Local pride

Israeli films to watch all over the world – and at home.

‘ZERO MOTIVATION’ (photo credit: Courtesy)
‘ZERO MOTIVATION’
(photo credit: Courtesy)
The big news in the Israeli film world last week was that Talya Lavie’s film Zero Motivation won the top award for feature films at the Tribeca Film Festival in New York.
Israeli audiences can look forward to seeing the movie at their local theaters on June 26.
The movie, Lavie’s feature film debut, is a comic and dramatic look at female soldiers. It stars Nelly Tagar and Dana Ivgy. The latter appeared in Lavie’s 2006 short film Lonely Soldier, also about women in the army, which won prizes around the world and competed at the Jerusalem Film Festival. It just goes to show that it’s a good idea to attend the short film competition at the Jerusalem Film Festival because that’s where the stars of tomorrow can be found.
Zero Motivation is now the most successful of a handful of films about women in the IDF, although there is no shortage of movies about male Israeli soldiers.
Nadav Schirman’s documentary The Green Prince, about a Hamas member who became an informant for Israel, won the Audience Award in the World Cinema-Documentary category at the Sundance Film Festival this year. It will be shown at Docaviv, the Tel Aviv International Documentary Festival, which runs from May 8 to 17 at the Tel Aviv Cinematheque. It will then open in theaters in Israel on May 16.
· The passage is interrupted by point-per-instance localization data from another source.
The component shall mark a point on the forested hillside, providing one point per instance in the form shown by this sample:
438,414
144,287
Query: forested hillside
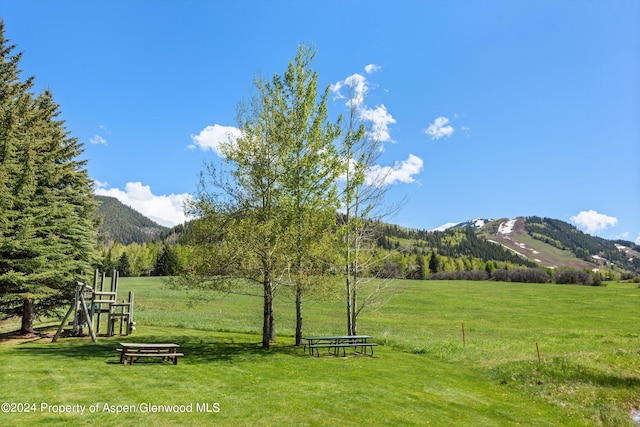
122,224
589,248
530,242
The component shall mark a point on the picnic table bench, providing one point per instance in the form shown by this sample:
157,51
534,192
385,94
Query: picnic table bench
337,342
133,351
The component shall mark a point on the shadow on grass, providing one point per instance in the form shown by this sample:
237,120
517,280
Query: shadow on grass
197,349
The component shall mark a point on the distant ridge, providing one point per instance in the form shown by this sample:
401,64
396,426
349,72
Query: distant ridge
523,241
125,225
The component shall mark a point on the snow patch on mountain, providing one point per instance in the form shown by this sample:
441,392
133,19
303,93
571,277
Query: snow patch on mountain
506,228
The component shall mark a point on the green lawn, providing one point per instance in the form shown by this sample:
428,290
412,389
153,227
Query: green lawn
589,372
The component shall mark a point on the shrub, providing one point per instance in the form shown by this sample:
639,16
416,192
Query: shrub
577,277
460,275
523,275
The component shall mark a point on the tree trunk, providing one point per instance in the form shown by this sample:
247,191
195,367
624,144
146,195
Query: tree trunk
298,315
27,317
268,332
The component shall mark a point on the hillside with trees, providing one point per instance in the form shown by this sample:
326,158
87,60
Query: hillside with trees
122,224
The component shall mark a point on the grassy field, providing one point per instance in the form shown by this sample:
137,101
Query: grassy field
422,373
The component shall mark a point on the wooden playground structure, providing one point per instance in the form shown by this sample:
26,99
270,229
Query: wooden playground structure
91,303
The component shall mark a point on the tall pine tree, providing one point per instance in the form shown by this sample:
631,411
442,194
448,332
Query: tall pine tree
48,225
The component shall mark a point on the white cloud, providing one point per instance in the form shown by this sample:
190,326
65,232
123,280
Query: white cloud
439,128
372,68
399,172
211,137
167,210
593,222
380,120
357,87
97,140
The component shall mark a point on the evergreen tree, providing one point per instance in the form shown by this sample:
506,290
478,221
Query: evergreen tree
420,273
433,263
48,226
167,263
124,266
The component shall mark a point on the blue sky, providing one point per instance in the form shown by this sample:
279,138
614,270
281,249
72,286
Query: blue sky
492,109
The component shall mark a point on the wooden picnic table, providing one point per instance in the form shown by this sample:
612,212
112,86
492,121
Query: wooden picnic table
132,351
337,342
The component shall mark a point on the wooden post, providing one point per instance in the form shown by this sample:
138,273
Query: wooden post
464,341
130,318
86,313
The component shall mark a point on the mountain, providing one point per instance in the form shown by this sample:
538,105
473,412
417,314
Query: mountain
125,225
553,243
476,223
523,241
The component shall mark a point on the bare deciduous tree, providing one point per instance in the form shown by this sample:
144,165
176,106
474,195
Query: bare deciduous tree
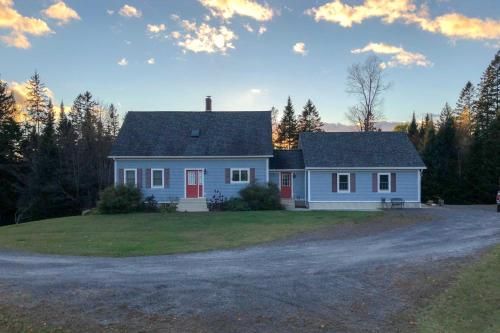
366,82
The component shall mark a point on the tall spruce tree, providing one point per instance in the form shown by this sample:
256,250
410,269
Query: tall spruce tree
413,133
36,102
288,135
309,120
10,138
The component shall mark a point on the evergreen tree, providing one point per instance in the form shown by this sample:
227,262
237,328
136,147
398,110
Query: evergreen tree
288,130
309,120
413,133
36,102
10,137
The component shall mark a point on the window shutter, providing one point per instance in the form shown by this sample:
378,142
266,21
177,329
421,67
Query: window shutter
139,178
148,178
166,176
120,176
393,182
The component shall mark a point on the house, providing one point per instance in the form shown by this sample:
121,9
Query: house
186,156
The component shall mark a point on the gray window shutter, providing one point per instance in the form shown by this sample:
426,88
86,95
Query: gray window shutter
120,176
334,182
166,180
148,178
139,178
393,182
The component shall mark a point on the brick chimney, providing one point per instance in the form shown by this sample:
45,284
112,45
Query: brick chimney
208,104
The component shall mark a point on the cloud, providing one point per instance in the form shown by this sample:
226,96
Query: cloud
300,48
123,62
228,8
156,28
452,25
248,27
130,11
400,57
205,38
61,12
19,26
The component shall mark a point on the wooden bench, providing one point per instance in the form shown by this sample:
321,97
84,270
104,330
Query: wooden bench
397,202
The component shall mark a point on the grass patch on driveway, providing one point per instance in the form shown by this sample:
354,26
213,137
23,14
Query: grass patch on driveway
472,304
154,234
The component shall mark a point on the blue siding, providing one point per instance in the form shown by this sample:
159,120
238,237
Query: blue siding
406,186
298,183
214,177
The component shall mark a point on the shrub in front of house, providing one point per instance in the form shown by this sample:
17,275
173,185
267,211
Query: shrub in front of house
120,199
261,197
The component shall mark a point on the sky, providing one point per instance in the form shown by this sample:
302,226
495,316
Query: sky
247,54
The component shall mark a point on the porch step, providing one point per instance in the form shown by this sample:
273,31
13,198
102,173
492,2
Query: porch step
288,203
192,205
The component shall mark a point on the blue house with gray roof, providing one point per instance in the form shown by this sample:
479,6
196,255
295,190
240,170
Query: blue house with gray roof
185,157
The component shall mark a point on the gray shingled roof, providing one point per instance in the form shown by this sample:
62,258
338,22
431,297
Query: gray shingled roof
359,149
287,159
168,133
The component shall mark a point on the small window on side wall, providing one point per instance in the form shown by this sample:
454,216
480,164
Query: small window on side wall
157,178
384,182
240,176
130,177
343,182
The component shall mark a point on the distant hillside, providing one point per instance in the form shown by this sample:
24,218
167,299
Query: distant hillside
386,126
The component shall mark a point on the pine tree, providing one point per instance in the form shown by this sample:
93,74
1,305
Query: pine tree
10,138
36,102
288,130
309,120
413,133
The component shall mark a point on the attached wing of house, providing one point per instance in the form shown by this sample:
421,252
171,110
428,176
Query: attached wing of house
187,157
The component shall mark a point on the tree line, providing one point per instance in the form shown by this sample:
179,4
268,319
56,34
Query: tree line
461,148
286,130
52,162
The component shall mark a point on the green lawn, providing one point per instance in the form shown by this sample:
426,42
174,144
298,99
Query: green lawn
472,304
152,234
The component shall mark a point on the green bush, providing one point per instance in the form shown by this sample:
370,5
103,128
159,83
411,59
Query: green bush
120,199
235,204
261,197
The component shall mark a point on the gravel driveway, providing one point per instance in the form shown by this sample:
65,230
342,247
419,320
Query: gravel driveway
321,283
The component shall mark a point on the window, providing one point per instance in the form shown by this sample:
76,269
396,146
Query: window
130,177
157,178
384,182
343,182
240,176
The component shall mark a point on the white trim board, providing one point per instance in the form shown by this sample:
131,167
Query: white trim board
186,157
365,168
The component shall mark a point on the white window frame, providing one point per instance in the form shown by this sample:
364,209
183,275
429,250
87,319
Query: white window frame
348,182
388,180
240,181
162,178
125,176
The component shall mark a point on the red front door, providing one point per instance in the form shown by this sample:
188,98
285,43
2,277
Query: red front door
194,183
286,185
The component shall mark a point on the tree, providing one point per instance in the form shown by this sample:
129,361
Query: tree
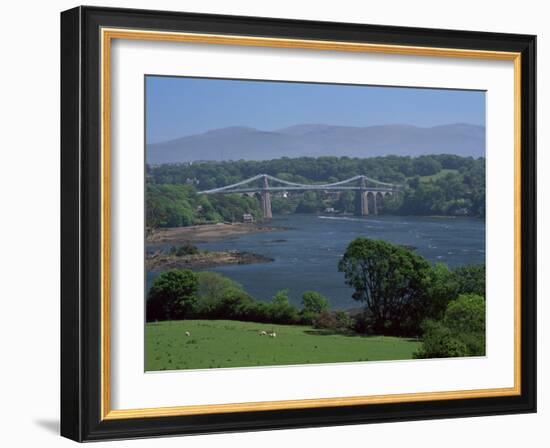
470,279
461,332
391,281
442,288
172,295
314,302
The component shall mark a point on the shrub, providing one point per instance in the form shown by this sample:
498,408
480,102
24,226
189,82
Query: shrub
337,321
314,302
470,279
186,249
439,342
461,332
172,295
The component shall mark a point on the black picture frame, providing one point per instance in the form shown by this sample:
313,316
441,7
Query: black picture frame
81,224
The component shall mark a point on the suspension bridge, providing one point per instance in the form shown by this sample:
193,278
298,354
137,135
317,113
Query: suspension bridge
369,193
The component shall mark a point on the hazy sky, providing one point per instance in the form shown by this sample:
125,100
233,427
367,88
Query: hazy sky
176,107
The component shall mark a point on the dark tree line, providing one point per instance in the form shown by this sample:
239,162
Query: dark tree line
432,185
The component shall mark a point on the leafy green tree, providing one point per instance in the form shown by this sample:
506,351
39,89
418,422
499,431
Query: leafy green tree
461,332
282,311
470,279
314,302
391,281
442,287
172,295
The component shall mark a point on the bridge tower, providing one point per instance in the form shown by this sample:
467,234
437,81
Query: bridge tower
266,200
361,199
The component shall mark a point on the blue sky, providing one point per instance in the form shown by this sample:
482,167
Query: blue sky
176,107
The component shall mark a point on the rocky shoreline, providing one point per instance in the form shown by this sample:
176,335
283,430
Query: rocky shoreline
203,260
205,233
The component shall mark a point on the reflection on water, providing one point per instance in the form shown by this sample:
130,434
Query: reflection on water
306,254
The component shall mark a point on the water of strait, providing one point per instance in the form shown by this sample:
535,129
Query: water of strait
307,249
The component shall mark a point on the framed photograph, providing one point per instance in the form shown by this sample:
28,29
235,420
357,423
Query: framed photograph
273,223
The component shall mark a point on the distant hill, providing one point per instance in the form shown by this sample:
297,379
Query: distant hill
316,140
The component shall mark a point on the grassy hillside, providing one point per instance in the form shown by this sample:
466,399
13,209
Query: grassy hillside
225,343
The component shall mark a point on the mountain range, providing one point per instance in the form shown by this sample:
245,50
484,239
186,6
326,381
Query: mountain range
314,140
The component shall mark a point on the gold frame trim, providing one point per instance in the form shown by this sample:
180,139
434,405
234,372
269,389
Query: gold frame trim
107,35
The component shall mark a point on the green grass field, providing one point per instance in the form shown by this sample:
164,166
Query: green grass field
226,343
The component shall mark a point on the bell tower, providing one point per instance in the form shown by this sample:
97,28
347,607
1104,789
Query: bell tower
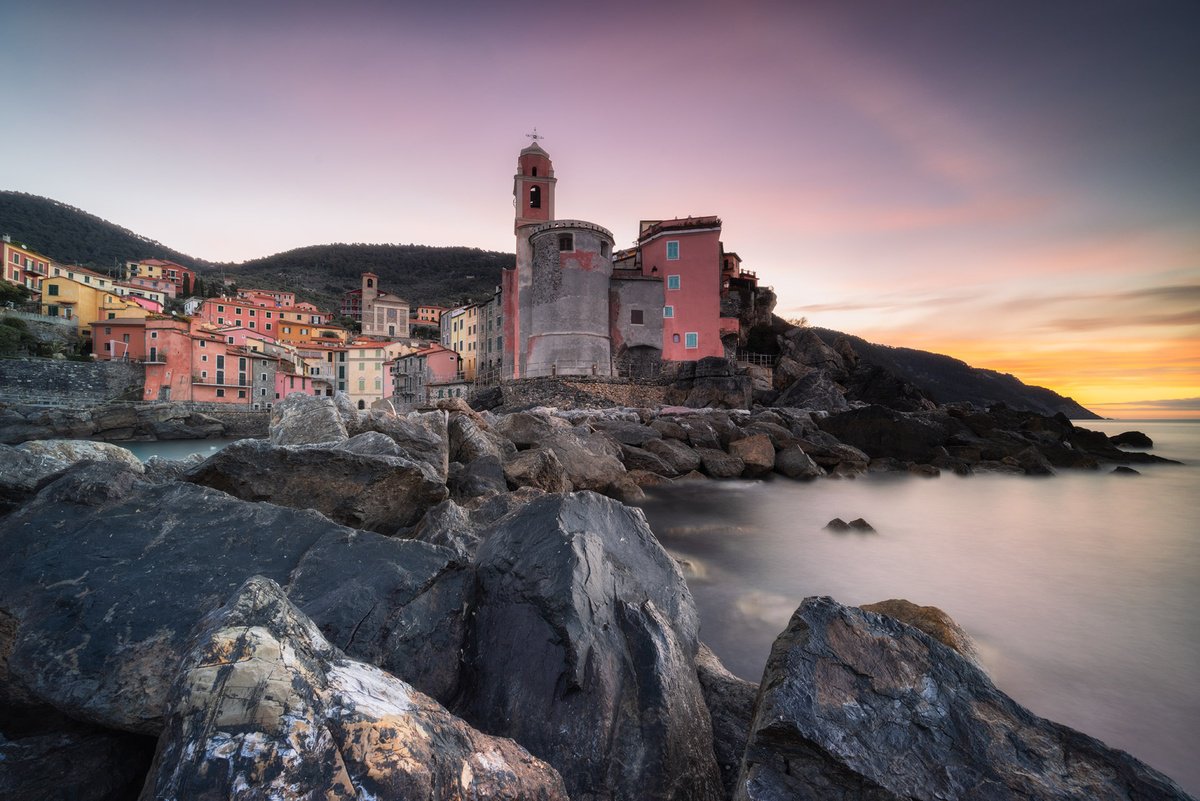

Although this year there is no Israeli film in the main competition at Cannes, arguably the world’s most prestigious film festival, which runs this year from May 14 to 25, a trio of Israel’s most celebrated female directors will show their latest movies in other categories there.
Keren Yedaya became the first Israeli director to win the Camera d’Or Prize at Cannes with her debut feature, Or, in 2004. This year, she will be back at the same festival in the Un Certain Regard category with her latest film, Away from His Absence. The film is about an adult woman who continues to have a relationship with the father who raped her.
Shira Geffen co-directed and co-wrote Jellyfish, the 2007 movie that became the second Israeli film to win the Camera d’Or, with her husband, author Etgar Keret. This year, she will be at the Cannes Critics’ week with her first solo directorial effort, aptly titled Self Made. The film stars Sarah Adler and Samira Sayara as two women who end up living each other’s lives on opposite sides of the Green Line after a mix-up at a checkpoint.
Actress Ronit Elkabetz and her brother Shlomi Elkabetz, who teamed up to write and direct two previous films loosely based on their family, To Take a Wife (2004) and Shiva (2008), have a new film in the Directors’ Fortnight at Cannes. It’s called Gett: The Trial of Viviane Amsalem. From the title, it’s clear that it continues the story of the unhappy wife and mother that Ronit Elkabetz played in the previous two movies.
Israel’s token male director at Cannes will be Nadav Lapid, whose first feature was Policeman (2011).
Lapid’s latest film, The Kindergarten Teacher, will also be shown at the Critics’ Week. Lapid made this film with a production grant from the Jerusalem International Film Lab at the Sam Spiegel School for Film and Television, Jerusalem.
After Cannes, some of these films will likely be shown at the Jerusalem Film Festival, which runs from July 10 to 20.
In addition, the first feature by Philippe Lacote of the Ivory Coast, Run, which was also made with a grant from the Jerusalem Film Lab, will be shown in the Critics’ Week.
If you happen to find yourself in Cannes on May 20, drop by the Producers Club in the early evening to attend the second annual Jerusalem Happy Hour, sponsored by Sam Spiegel International Film Lab, the Jerusalem Film Festival and the Jerusalem Film Fund. There can be no clearer indication of how Israeli movies have become a force to be reckoned with on the international movie scene.